A recent review of the broad benefits video games can provide for older adults adds to the growing body of research that suggests game developers are targeting older cohorts, and even innovating directly for senior living residents.

The popularity of video games among communities managed by the Goodman Group prompted the company’s recent post, which makes the bold statement that video games and virtual reality are benefiting residents’ physical, cognitive and emotional well-being. 

Those claims, however, are backed by various studies over the past few years, including one report involving more than 100 older adult participants that concluded that “playing may serve as a positive activity associated with successful aging.” 
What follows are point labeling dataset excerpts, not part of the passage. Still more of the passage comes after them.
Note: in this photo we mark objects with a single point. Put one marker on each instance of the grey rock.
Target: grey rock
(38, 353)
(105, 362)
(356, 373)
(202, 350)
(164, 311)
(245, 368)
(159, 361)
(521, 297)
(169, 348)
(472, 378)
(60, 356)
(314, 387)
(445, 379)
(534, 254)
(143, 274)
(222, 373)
The virtual bowlers who live in communities run by the Goodman Group include those at The Village Senior Residence, an independent living, assisted living and memory care community in Missoula, MT, and The Inn on Westport, an independent living, assisted living and memory care community in Sioux Falls, SD.

Although one recent survey found that “only” 6% of video game players were age 65 and older, previous studies have shown that this cohort plays for longer periods of time, and more frequently, than even younger gamers, because they have more leisure time.

The physical benefits to gaming come from the development of more games, such as Wii sports, that involve some kind of movement. Although those games aren’t going to turn anyone into professional athletes, for older adults, using certain VR and game options helps with walking and coordination, the Goodman Group said.

Games that are more puzzle-oriented also increasingly are being used in memory care communities. Even the simple act of manipulating a joystick has applications that researchers are hoping to use to evaluate people living with Parkinson’s disease, the McKnight’s Tech Daily reported earlier this fall.